0

This question might be very specific application related but I was blocked and I thought this is a good place to ask. Let's say we have an LSTM in Keras that is sequence to sequence, for example Part of Speech Tagger. The last layer gives me, sequence of labels with the probability of each label. Consider the following predicted output;

A = [[0.1, 0.3, 0.2, 0.4],[0.2, 0.2, 0.2, 0.4],[0.5, 0.2, 0.1, 0.1]]

Basically this is a sequence of length 3 that has 4 possible tags at each time point of the sequence.

Now what I would like to do is change this sequence into following.

A' = [[0, 0, 0, 1],[0, 0, 0, 1],[1, 0, 0, 0]]

In other words, I want to put one at the location of the maximum probability and change all other ones to 0. Helps are very appreciated.

Rouzbeh
  • 2,141
  • 1
  • 11
  • 19

1 Answers1

3

you can use this slightly modified version of a sampling function:

def set_max_to_one(preds, temperature=0.01):
    preds = np.log(preds) / temperature
    exp_preds = np.exp(preds)
    preds = exp_preds.T / np.sum(exp_preds, axis=1)
    return preds.astype("int16").T

This returns what you expect. You can fiddle around with the temperature so that it is stable and doesn't return NA, but using 0.01 should be good enough. You might also want to change the type of the output array.

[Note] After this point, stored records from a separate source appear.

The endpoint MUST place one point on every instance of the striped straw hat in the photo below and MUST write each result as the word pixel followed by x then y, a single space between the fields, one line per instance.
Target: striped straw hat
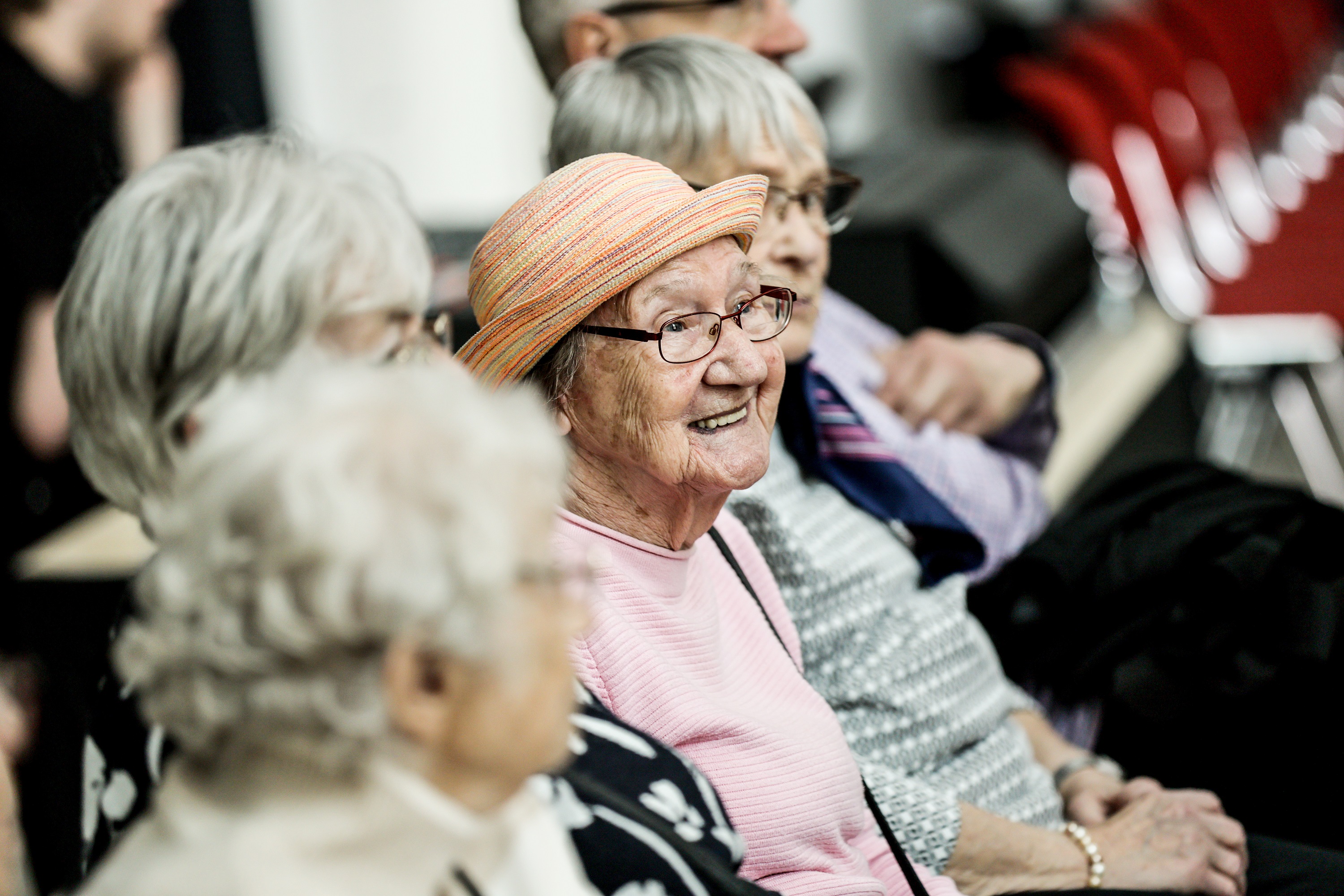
pixel 578 238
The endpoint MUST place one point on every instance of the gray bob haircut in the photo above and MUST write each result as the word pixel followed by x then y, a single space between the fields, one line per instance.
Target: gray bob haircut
pixel 218 260
pixel 679 101
pixel 323 512
pixel 543 21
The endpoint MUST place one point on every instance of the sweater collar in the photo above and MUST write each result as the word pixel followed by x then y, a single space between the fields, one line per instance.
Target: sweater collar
pixel 652 569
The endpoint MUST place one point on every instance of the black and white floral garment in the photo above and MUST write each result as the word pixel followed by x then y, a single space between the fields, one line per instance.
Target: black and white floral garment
pixel 623 856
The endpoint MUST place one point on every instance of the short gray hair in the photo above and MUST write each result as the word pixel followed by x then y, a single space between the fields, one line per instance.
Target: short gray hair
pixel 543 21
pixel 323 512
pixel 222 258
pixel 681 101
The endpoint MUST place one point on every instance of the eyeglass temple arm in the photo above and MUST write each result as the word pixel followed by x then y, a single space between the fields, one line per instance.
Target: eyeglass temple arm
pixel 620 332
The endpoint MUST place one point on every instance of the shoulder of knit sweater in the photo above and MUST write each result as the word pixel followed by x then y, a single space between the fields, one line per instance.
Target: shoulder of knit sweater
pixel 588 672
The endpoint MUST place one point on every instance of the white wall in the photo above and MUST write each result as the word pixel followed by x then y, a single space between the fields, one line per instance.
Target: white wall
pixel 445 92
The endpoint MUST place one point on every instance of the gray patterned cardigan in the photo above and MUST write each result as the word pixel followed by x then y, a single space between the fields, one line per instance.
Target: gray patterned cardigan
pixel 912 675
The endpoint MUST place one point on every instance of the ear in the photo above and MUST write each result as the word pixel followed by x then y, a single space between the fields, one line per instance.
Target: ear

Note that this will work if you use a numpy array object, if you want to use it for a keras tensor you will need to modify it (keeping into account batch size for example). Hope this helps

EDIT:

This should work in keras:

import keras.backend as K

def set_max_to_one(x, temperature=0.01):
    x = K.log(x)/temperature
    return K.round(K.softmax(x))

Instead of backend.softmax() you could use layers.core.Activation() if you wanted to set the axis value.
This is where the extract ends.